Twitter's IPO Risks Include Ads, Users and Financial Losses
As Twitter looks to convince investors its IPO is a good bet, analysts are studying the biggest challenges facing the company, like finding a path to profitability while fending off rivals like Facebook and Google.
Mon, October 07, 2013
In an S-1 filing with the U.S. Securities and Exchange Commission, the company listed about 55 business risks that were explained over a number of pages.
The company cited a wide range of factors, including a history of financial losses, the difficult task of continuing to grow its user base, the possibility of alienating users with advertising, Internet blockages in foreign countries and the threat of earthquakes.
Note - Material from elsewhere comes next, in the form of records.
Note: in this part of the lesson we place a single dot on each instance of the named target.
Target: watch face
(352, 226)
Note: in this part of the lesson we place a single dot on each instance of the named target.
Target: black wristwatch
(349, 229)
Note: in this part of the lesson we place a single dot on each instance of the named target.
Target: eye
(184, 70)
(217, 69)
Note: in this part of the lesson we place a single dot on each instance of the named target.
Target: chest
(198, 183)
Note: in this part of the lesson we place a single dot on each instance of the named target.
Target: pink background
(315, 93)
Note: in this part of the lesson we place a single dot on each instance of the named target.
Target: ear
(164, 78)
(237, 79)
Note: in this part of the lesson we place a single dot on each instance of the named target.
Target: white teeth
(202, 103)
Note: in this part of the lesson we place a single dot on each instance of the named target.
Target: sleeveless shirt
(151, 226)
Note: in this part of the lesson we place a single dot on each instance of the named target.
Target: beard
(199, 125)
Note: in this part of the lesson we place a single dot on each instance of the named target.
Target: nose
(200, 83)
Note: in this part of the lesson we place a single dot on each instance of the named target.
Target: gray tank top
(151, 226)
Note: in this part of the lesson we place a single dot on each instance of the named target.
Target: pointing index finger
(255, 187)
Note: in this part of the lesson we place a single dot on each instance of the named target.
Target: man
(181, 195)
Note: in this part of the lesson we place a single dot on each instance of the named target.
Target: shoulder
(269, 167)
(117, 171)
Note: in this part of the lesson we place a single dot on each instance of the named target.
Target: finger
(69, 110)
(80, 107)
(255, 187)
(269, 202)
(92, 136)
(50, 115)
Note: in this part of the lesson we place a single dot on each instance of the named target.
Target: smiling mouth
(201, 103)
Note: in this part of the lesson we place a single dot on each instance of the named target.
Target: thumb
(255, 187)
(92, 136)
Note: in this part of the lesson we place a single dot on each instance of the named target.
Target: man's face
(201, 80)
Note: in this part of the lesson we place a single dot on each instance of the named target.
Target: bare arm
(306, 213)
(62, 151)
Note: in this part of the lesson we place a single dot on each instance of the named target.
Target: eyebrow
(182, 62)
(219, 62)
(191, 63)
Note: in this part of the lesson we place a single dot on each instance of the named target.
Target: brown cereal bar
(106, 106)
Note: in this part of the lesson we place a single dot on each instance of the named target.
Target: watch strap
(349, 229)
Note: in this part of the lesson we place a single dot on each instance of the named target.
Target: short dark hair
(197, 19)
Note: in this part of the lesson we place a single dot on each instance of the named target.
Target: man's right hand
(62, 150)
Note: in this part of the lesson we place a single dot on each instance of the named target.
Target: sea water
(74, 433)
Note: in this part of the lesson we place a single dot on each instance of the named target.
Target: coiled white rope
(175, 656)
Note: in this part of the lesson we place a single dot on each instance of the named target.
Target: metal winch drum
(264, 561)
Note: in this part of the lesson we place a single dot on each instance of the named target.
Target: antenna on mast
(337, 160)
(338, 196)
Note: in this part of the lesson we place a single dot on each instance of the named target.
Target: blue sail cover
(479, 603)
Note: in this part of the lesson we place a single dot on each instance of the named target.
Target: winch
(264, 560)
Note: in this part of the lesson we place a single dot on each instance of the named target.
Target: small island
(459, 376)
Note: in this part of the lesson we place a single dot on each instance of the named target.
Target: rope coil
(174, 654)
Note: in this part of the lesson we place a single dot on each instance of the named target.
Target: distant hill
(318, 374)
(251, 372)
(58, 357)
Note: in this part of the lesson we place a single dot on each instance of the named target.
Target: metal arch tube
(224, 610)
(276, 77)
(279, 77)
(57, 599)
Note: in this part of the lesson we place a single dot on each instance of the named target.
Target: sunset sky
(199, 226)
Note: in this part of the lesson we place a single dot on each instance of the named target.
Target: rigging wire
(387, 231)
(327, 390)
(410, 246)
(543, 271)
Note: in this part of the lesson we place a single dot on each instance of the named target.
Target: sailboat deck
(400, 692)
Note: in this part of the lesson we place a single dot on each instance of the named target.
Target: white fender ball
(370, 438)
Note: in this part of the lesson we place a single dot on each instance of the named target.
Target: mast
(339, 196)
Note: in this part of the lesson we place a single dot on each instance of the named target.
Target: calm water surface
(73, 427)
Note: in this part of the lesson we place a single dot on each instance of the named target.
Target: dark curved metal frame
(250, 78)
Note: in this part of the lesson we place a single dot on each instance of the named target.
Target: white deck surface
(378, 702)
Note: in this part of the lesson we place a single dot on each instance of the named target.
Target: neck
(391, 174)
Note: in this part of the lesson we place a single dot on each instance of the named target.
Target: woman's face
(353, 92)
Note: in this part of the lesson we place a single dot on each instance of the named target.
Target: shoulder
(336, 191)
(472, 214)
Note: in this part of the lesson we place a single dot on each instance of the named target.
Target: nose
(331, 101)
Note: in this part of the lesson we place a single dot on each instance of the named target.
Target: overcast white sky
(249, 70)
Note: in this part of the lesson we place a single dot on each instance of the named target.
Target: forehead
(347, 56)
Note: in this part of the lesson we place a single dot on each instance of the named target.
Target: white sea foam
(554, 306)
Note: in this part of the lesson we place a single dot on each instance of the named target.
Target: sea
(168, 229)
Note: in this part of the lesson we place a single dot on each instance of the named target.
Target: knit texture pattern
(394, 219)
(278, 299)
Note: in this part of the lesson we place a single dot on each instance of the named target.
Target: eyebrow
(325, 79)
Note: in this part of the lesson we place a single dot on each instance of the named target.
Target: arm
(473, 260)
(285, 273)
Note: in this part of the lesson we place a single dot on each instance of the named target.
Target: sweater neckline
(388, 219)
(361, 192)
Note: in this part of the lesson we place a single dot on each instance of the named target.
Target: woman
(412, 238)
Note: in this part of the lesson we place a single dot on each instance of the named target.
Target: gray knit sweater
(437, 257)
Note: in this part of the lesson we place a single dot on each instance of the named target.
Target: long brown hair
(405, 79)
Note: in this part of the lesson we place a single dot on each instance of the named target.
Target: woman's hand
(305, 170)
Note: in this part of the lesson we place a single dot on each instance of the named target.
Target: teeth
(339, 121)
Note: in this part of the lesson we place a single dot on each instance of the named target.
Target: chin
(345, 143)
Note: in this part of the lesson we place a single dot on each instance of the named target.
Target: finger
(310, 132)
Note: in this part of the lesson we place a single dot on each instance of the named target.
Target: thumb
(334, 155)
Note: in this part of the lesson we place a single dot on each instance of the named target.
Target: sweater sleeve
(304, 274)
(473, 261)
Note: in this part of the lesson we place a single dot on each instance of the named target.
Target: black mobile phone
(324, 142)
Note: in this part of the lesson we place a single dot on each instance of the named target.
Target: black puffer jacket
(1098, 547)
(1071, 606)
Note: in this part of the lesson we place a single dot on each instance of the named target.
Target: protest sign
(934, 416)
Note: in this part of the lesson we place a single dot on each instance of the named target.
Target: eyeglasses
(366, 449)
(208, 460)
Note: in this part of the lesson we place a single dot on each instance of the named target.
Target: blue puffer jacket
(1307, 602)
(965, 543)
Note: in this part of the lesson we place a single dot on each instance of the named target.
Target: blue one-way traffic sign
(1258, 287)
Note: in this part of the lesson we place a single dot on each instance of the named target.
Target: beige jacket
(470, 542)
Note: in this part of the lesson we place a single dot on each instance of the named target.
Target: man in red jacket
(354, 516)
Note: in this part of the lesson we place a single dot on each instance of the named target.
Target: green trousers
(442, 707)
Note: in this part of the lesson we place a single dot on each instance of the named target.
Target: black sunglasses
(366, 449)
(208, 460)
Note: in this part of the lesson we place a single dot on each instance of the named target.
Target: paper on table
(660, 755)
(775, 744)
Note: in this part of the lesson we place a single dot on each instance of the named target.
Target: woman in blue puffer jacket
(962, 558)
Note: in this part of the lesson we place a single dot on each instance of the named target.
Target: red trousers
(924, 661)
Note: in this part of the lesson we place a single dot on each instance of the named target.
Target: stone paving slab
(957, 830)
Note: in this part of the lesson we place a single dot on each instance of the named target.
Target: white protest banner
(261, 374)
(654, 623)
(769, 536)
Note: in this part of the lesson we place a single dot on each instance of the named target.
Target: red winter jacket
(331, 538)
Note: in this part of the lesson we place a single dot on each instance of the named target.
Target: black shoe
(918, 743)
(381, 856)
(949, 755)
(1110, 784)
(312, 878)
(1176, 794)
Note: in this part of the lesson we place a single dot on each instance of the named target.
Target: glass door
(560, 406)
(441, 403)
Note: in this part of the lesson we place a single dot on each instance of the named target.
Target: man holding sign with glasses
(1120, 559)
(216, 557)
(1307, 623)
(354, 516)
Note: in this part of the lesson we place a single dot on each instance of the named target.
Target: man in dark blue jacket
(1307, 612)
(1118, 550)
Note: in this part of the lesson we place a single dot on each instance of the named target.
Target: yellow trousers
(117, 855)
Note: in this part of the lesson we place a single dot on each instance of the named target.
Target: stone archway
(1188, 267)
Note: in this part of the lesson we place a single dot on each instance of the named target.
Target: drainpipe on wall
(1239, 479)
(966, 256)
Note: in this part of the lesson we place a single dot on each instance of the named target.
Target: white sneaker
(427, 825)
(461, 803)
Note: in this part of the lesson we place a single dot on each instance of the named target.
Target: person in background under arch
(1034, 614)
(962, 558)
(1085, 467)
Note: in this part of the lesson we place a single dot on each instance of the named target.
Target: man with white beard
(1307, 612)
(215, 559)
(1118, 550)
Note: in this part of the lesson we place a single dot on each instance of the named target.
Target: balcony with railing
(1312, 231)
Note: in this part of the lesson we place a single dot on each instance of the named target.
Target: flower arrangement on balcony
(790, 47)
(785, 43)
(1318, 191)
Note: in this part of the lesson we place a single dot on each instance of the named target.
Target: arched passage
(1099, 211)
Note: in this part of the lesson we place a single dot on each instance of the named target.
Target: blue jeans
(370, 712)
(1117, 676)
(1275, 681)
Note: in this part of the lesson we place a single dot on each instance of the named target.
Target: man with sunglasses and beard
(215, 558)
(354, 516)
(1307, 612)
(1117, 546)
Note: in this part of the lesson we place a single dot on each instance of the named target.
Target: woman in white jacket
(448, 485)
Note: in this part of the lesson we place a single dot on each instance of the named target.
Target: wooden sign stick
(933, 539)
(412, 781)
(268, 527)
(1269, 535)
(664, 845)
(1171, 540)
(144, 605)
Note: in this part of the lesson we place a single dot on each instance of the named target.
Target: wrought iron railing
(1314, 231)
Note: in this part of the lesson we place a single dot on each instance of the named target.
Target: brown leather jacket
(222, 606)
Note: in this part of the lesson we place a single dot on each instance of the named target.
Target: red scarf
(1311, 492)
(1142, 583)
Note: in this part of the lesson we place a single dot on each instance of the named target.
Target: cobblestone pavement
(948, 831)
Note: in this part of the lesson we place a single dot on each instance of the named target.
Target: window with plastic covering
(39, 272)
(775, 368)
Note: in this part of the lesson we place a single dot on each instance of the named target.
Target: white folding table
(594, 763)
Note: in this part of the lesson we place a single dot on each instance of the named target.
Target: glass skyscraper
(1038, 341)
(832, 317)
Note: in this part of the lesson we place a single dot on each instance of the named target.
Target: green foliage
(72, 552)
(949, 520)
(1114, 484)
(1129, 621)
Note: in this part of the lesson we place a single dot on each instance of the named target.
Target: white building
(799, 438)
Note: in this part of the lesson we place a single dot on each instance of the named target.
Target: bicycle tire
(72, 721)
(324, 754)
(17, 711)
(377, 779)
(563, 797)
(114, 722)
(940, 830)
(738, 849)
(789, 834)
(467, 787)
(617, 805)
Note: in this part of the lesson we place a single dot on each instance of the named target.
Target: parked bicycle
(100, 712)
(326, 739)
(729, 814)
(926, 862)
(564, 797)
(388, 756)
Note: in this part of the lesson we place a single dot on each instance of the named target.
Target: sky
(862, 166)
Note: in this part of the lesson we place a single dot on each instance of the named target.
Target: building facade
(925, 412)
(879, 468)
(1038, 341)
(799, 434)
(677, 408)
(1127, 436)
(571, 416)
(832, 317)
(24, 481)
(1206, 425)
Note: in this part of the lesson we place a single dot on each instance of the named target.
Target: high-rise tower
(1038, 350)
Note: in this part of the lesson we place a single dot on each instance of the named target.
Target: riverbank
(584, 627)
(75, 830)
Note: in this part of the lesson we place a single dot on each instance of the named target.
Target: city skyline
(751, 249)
Analysts say Twitter's list of potential obstacles is quite thorough, though the caution isn't surprising considering the troubles faced by Facebook after its tumultuous IPO last year.
"It's not all that unusual for companies to list a huge number of risks that might put investor's investments in jeopardy," said Dan Olds, an analyst at Gabriel Consulting Group. "It's a sign of today's litigious times that firms need to cover themselves by disclosing each and every tiny risk the company might face."
At the head of Twitter's list of "what-ifs" is concern about the company failing to continue its user growth rates or seeing a drop in user engagement.
"Our financial performance has been and will continue to be significantly determined by our success in growing the number of users and increasing their overall level of engagement on our platform as well as the number of ad engagements," the company said in the S-1 filing. "We anticipate that our user growth rate will slow over time as the size of our user base increases."
Twitter also noted its financial record of steady losses as a risk for investors.
"Since our inception, we have incurred significant operating losses, and, as of June 30, 2013, we had an accumulated deficit of $418.6 million," the filing said. "Although our revenue has grown rapidly, increasing from $28.3 million in 2010 to $316.9 million in 2012, we expect that our revenue growth rate will slow in the future as a result of a variety of factors, including the gradual slow down in the growth rate of our user base."
Jeff Kagan, an independent analyst, said Wall Street and industry analysts will be scrutinizing the potential problems.